The new iteration of the casual Eat Street diner, at 700 Central Ave. in northeast Minneapolis, will feature many of the favorites from the original, including omelets, scrambles, sandwiches and burgers with a focus on local and sustainable ingredients. The grand opening is Friday.

But the biggest sell might be the familiar face manning the bar.

Johnny Michaels, considered by many the godfather of the modern cocktail movement in Minnesota from his days at the former La Bell Vie, has returned to the Twin Cities after a stint at a White Bear Lake bar.

And he’s bringing with him a sprawling drink list that he hopes will toe the line between crafted, fussy cocktails and quick drinks. Twenty-eight of the concoctions, made hot or over ice, are mostly premixed and stored in bottles to allow for quick serving.

“You’ve got to make them fast and they’ve got to be consistent,” Michaels said. “If you do the extra prep, it’s almost like pouring a Captain [Morgan rum] and Coke. You get to have a mega list like this but the bartender will have time to talk with you and help guide you.

“It’s like a dating service for people and cocktails, that’s really what we’re doing here.”

A window into his newest creative outlets? How about the Knife in the Water, a muddled blood orange rye Old Fashioned with a splash of sharp herbal gin cutting through the smoke and wood.

Or, for a sweeter sensation, the Meow Mix – a sparkling salty caramel orange-lemon drop topped with a lemon foam.

On the brighter end, Michaels presents Strong Vibes, a gin and tonic with grapefruit, peppermint, green Chartreuse and sage.

And there are savory takes as well, notably the Warsaw, based with a roasted beet Polish vodka with a hint of horseradish and a skewer of potato, cornichon and Ukrainian sausage.

And fans of La Belle Vie will have the opportunity to sip on nostalgia: a handful of the cocktails on the Bad Waitress’ new list are either from or inspired by his time at the dining institution – including the Old Cuban, which Michaels said his former patrons went nuts for.

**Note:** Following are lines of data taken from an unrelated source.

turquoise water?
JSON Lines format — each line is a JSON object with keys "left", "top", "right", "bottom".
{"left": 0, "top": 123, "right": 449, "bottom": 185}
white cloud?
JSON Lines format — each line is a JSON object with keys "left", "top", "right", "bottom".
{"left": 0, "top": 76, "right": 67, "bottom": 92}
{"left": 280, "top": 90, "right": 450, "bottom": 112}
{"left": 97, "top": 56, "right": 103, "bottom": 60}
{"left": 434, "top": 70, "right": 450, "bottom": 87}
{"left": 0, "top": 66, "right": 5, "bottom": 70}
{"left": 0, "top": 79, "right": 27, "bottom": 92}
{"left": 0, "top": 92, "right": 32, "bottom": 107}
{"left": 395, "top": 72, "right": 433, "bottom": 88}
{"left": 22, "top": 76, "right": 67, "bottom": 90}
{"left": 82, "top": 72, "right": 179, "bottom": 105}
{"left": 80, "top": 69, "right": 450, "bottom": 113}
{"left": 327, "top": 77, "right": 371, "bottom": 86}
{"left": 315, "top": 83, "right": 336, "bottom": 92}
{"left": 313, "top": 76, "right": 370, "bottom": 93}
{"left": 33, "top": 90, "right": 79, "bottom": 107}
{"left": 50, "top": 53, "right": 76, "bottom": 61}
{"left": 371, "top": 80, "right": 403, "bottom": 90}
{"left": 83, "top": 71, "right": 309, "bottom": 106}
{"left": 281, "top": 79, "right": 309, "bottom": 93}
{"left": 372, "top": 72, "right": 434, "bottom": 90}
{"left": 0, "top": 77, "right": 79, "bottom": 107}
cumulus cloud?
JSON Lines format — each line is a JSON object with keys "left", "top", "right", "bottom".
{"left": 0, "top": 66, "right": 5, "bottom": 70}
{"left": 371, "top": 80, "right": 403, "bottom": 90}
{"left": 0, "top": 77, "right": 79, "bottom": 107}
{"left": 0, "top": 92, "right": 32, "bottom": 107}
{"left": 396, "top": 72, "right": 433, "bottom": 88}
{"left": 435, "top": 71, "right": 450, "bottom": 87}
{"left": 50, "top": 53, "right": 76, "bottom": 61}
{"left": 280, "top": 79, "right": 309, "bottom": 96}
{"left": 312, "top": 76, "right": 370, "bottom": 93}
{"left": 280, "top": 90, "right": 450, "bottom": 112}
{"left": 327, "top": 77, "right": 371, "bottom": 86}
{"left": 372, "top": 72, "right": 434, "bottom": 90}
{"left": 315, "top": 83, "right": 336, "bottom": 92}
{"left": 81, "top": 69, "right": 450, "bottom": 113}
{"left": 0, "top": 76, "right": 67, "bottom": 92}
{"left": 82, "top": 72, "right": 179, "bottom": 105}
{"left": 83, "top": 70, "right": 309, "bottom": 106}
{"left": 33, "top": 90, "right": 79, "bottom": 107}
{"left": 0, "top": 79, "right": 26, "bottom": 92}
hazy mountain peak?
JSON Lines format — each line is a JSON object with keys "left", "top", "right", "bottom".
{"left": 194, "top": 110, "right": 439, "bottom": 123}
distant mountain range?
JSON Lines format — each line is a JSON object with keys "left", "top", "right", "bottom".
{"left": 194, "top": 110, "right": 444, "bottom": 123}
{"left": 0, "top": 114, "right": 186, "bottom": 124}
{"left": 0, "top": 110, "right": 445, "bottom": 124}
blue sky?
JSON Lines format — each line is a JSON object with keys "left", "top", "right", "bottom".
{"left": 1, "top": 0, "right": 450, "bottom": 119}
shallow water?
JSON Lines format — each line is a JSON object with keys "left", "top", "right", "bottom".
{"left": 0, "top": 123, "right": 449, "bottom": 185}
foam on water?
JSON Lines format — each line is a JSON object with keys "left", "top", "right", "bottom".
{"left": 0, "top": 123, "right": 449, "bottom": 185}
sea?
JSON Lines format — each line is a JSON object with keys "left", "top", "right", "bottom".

Owner Andy Cohen, who bought the first Bad Waitress with his wife, Mary, in 2013, says he emailed Michaels out of the blue and eventually they found a time to chat – for both sides, it seemed, the match made sense.

“When I talked with him, he just seemed to jive with everything we were doing,” Cohen said.


The menu expands from hash browns and eggs Benedict as well. Comfort food items like a melt-in-your-mouth braised beef brisket and mac and cheese sporting brie, gouda, cheddar, bread crumbs and bacon find their way onto the main menu as well as a handful of other dishes. There are new bar-specific offerings – pork or beef sliders and crostini topped by the diner’s choice of bruschetta-like add-ons, among other plates. And the dessert menu grows as well, most intriguingly with a lineup of inventive dessert-alcohol pairings. Look for golden raisin infused Scotch with sherry and bitters alongside butterscotch oatmeal cookies, a coffee stout served with a shot of caramel rum and a scoop of chocolate or vanilla ice cream and an espresso with a hazelnut brandy and a housemade truffle.

How about these braised beef with bacon grits and Brussels sprouts?


A favorite scramble that makes the move across town: the Super Nova Kale with goat cheese, red onion, avocado and cilantro.